The My Thuan Bridge is located on National Highway 1A, approximately 148 kilometers south of Ho Chi Minh City, crossing the Tien River, a major branch of the Mekong River. The bridge connects the provinces of Tien Giang and Vinh Long, serving as a critical gateway between the Mekong Delta and the southern economic centers of Vietnam, especially Ho Chi Minh City.

Before its construction, transportation across the river relied heavily on the My Thuan ferry, which caused significant delays and limited the movement of goods and people. The opening of the bridge significantly reduced travel time, lowered transportation costs, and improved logistical efficiency, thereby fostering regional economic and social development.

With its strategic location, the My Thuan Bridge plays a vital role in national infrastructure connectivity, contributing to poverty reduction, agricultural and industrial growth, and enhanced access to healthcare and education for millions of people in the Mekong Delta. The bridge has become a symbol of international cooperation and sustainable development in Vietnam.

== Construction and technical features ==

The My Thuan Bridge was constructed as a joint project between the Government of Vietnam and the Government of Australia, with a total cost of A$90 million, making it Australia's largest development aid project at the time. Construction began in the late 1990s and the bridge was officially opened in May 2000.

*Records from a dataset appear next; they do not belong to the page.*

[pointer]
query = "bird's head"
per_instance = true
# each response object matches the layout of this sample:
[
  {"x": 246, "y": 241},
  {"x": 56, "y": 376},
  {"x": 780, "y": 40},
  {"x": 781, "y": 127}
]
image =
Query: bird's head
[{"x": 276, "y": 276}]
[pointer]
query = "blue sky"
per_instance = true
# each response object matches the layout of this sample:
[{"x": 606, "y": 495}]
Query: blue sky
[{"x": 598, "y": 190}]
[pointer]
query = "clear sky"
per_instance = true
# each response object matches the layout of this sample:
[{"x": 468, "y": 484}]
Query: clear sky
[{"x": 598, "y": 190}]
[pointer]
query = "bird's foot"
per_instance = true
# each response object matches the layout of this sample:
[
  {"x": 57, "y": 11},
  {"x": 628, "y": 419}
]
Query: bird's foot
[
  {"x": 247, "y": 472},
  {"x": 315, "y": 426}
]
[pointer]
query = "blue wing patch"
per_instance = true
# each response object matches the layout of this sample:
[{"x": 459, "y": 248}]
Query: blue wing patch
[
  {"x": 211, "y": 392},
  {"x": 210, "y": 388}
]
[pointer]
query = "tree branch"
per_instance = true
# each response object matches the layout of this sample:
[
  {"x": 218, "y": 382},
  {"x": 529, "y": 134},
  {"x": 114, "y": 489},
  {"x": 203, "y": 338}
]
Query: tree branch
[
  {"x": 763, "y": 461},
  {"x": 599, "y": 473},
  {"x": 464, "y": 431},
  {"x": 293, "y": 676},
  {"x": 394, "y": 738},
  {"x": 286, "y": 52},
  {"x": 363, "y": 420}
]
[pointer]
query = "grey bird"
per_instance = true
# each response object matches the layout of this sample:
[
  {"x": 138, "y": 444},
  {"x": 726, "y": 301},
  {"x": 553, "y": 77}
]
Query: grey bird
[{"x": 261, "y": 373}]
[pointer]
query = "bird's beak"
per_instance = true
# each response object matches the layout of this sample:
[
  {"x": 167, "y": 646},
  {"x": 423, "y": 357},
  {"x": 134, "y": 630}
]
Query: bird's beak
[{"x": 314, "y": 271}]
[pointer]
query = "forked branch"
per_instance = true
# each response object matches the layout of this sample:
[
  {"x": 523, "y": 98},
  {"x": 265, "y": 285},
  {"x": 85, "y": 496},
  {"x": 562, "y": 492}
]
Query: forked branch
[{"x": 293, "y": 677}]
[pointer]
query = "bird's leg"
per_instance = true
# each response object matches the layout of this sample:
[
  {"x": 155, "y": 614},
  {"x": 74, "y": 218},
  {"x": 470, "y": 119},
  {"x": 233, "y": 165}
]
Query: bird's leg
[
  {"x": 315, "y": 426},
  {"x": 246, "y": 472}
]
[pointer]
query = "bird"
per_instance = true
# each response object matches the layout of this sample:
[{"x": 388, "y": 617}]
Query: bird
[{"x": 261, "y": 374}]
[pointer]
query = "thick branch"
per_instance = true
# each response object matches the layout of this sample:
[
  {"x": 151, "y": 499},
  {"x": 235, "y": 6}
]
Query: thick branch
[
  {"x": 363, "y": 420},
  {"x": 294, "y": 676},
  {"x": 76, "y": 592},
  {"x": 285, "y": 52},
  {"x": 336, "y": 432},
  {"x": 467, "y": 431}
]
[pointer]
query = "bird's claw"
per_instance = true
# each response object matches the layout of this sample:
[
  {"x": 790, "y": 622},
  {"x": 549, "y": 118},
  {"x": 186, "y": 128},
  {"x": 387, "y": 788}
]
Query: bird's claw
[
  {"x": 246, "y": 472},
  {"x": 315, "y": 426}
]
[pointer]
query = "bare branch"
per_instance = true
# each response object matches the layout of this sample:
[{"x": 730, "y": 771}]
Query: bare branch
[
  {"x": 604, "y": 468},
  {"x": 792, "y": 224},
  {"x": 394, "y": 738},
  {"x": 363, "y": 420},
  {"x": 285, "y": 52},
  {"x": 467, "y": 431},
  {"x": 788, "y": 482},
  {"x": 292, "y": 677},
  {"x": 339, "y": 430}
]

The project placed a strong emphasis on capacity building and skills transfer. Around 1,500 Vietnamese workers participated in the project, and 45% of the construction work was carried out by Vietnamese contractors. Over 500 construction workers received hands-on training during the building process, while 60 engineers underwent formal training in bridge design, planning, and management both in Vietnam and Australia. These efforts contributed significantly to Vietnam’s long-term infrastructure development capacity.

The My Thuan Bridge is a cable-stayed bridge, notable for its scale and engineering significance. Its main technical specifications include:

- Total bridge length: 1,560 meters
- Length of main bridge structure: 600 meters
- Main span: 350 meters
- Approach spans: 480 meters on each side
- Width of deck: 24 meters
- Tower height above high water level: 120 meters
- Navigation clearance: 37.5 meters
- Maximum river depth at tower location: 26 meters

The bridge was designed to accommodate four lanes of traffic, along with space for pedestrians and bicycles. Its completion marked a significant milestone in improving connectivity in the Mekong Delta region and reducing dependency on ferry services across the Tien River.